Model Training, Data Assimilation, and Forecast Experiments with a Hybrid Atmospheric Model that Incorporates Machine Learning
Dylan Elliott, Troy Arcomano, Istvan Szunyogh, Brian R. Hunt
公開日: 2025/9/26
Abstract
The hybrid model combines the physics-based primitive-equations model SPEEDY with a machine learning-based (ML-based) model component, while ERA5 reanalyses provide the presumed true states of the atmosphere. Six-hourly simulated noisy observations are generated for a 30-year ML training period and a one-year testing period. These observations are assimilated with a Local Ensemble Transform Kalman Filter (LETKF), and a 10-day deterministic forecast is also started from each ensemble mean analysis of the testing period. In the first experiment, the physics-based model provides the background ensemble members and the 10-day deterministic forecasts. In the other three experiments, the hybrid model plays the same role as the physics-based model in the first experiment, but it is trained on a different data set in each experiment. These training data sets are analyses obtained by using the physics-based model (second experiment), the hybrid model of the previous experiment (third experiment), and for comparison, ERA5 reanalyses (fourth experiment). The results of the experiments show that hybridizing the model can substantially improve the accuracy of the analyses and forecasts.
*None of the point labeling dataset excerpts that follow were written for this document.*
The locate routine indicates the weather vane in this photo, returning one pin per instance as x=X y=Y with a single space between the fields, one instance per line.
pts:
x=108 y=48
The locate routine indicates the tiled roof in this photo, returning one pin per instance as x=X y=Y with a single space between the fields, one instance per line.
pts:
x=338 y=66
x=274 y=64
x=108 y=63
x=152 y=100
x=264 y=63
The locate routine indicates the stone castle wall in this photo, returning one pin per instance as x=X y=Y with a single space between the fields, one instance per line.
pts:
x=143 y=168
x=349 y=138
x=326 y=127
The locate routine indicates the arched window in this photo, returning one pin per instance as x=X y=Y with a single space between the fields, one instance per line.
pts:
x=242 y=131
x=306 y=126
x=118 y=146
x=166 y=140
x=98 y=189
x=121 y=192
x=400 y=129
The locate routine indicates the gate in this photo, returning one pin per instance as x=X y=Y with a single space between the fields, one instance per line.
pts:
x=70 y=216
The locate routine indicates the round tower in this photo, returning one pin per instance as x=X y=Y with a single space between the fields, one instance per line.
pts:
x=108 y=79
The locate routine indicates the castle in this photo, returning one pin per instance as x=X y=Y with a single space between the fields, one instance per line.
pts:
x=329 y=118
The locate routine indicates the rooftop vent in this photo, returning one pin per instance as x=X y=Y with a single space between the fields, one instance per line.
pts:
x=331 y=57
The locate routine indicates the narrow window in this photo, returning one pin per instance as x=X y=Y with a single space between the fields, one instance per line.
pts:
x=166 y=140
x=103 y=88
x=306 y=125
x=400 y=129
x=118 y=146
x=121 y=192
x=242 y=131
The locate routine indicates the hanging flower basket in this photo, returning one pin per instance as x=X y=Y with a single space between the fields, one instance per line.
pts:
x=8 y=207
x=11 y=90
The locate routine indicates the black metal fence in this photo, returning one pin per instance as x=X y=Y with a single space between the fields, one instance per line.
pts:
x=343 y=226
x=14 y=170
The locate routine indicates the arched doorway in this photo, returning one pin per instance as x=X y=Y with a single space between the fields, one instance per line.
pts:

When the model is trained on ERA5 reanalyses, the biases of the analyses are negligible and the magnitude of the flow-dependent part of the analysis errors is greatly reduced. While the gains in analysis accuracy are distinctly more modest in the other two hybrid model experiments, the gains in forecast accuracy tend to be larger in those experiments after 1-3 forecast days. However, these extra gains of forecast accuracy are achieved, in part, by a modest gradual reduction of the spatial variability of the forecasts.